Wenn der Gemeinderat am 8. März über eine Verkehrsberuhigung der Überlinger Innenstadt abstimmt, stimmt die FDP mit Nein. Das kündigte die Fraktion gestern in einem Pressegespräch an. Voraussetzung für ein Ja zur autofreien Altstadt sei der Bau einer Grabentrasse. Das Risiko, dass der Überlinger Handel in seiner Existenz gefährdet wird, wenn das Stadttor für Autos einfach geschlossen, zum Ausgleich aber keine neue Umfahrung gebaut wird, trage die FDP nicht mit. Wenn sich die Stadtspitze einer Prüfung der Grabentrasse verschließt, verpasse sie eine historische Chance. Denn erstmals befürworte auch der Überlinger Handel eine verkehrsberuhigte Innenstadt, allerdings, wie die FDP, nur mit einer Grabentrasse. Die Freidemokraten bestehen darauf, dass zunächst über den interfraktionellen Antrag abgestimmt wird, wonach die Machbarkeit einer Grabentrasse zu prüfen sei.

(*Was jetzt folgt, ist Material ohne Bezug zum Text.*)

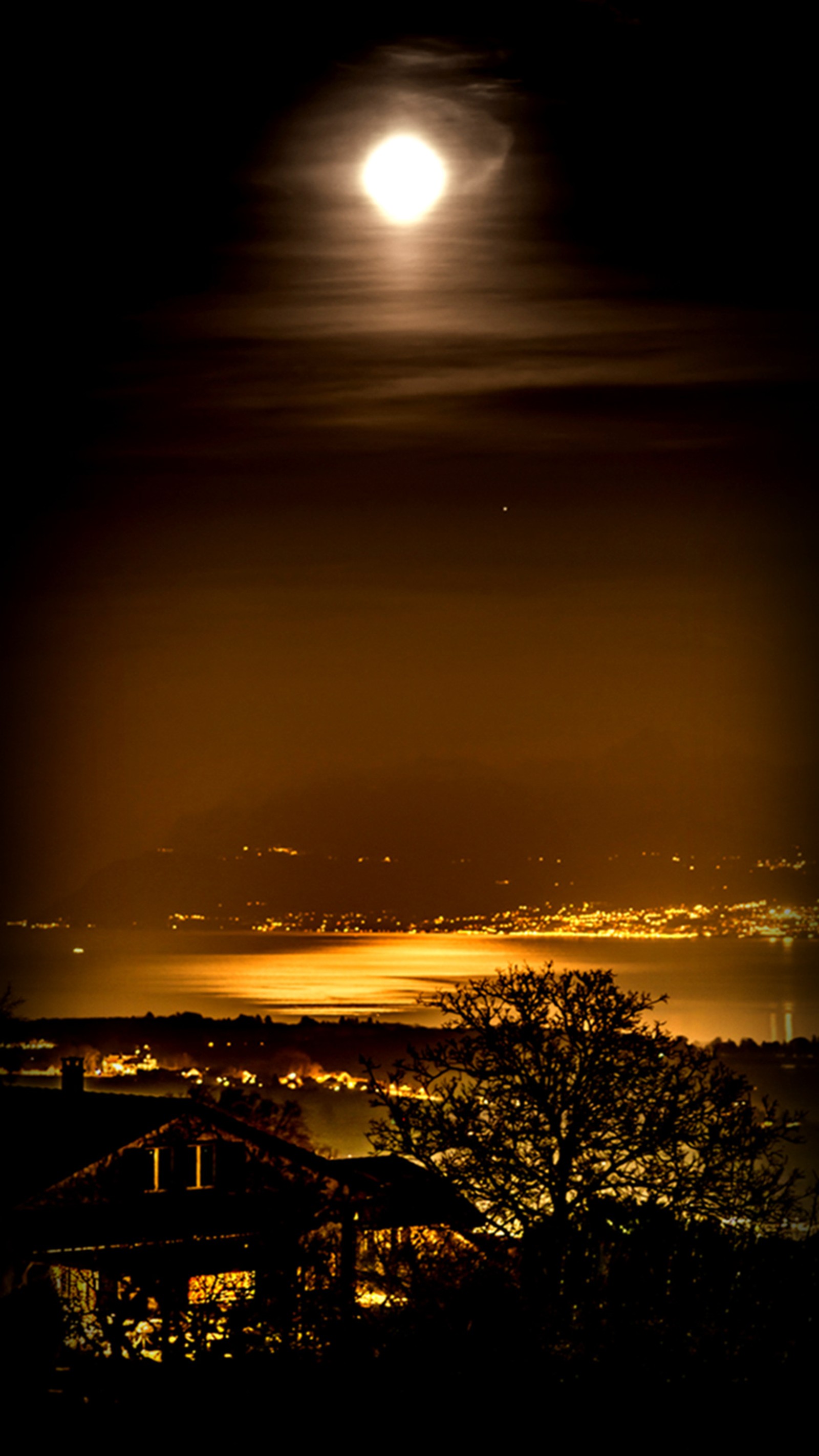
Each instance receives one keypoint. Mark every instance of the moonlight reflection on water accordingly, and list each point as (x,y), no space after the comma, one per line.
(718,988)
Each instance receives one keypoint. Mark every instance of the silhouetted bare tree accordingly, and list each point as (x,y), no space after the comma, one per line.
(557,1093)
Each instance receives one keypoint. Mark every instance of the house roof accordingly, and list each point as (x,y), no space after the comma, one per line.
(49,1139)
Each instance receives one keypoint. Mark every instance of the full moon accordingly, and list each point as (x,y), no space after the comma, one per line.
(405,178)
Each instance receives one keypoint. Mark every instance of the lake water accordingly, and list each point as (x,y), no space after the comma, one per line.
(718,988)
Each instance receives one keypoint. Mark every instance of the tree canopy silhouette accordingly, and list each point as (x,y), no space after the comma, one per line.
(553,1091)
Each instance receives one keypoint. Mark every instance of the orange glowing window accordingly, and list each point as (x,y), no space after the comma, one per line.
(229,1288)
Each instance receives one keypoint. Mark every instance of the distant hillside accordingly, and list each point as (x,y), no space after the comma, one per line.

Die FDP-Räte Raimund Wilhelmi, Ingo Wörner und Reinhard A. Weigelt (Bernhard Bueb nahm am Pressegespräch nicht teil) gehen damit auf Konfrontationskurs zu Oberbürgermeisterin Sabine Becker, die sich kategorisch gegen einen Ausbau der Grabentrasse ausspricht. Die Art und Weise, wie Becker ihre Position durchzuboxen versuche, ärgert die FDP. Wilhelmi: „Wir schätzen Frau Becker, aber hier geht sie wie ein Rambo durch.

“ Die Oberbürgermeisterin sei „gefangen in einer Gruppe, die eine kurzfristige Lösung will, einen schnellen politischen Erfolg“. Dieser sei aber mit der FDP nicht zu machen, auch nicht mit dem Wirtschaftsverbund Überlingen (WVÜ). Es sei doch bemerkenswert, sagte Wilhelmi, wenn Stefan Kitt, der Vorsitzende im WVÜ-Arbeitskreis Handel, 150 Unterschriften für eine Grabentrasse sammelt. Diese könne man nicht einfach übergehen, sondern müsse erkennen, welche „historische Chance“ sich derzeit auftut. Zum ersten Mal sprächen sich alle Beteiligten für eine komplette Innenstadtberuhigung aus, die eine Seite eben unter der Voraussetzung, dass es eine Grabentrasse gibt, über die der Verkehr stadtnah fließt. Raimund Wilhelmi: „Man muss das untersuchen. Politische Manöver und Manipulationen bei der Tagesordnung sind zu kurz gedacht und eine historische Chance wäre vertan.“

Die von Becker vorgetragenen Einwände, die die Denkmalbehörde gegen eine Grabentrasse in einem Brief formulierte, halten die FDP-Gemeinderäte für ein „Gefälligkeitsschreiben“. Das Schreiben aus Tübingen, mutmaßt Weigelt, beziehe sich auf eine „Horrorplanung“, die 2008 als Idee geboren worden sei mit dem Ziel, das Thema rasch zu beerdigen. Über dem damaligen Plan stehe zwar das Stichwort Grabentrasse, er sei mit den Vorstellungen von heute aber nicht vergleichbar, müsse von der Denkmalbehörde also neu bewertet werden. Wie Weigelt sagte, genüge eine sieben Meter breite Trasse für zwei Fahrbahnen, sie könne teilweise „eingeröhrt“ und begrünt werden.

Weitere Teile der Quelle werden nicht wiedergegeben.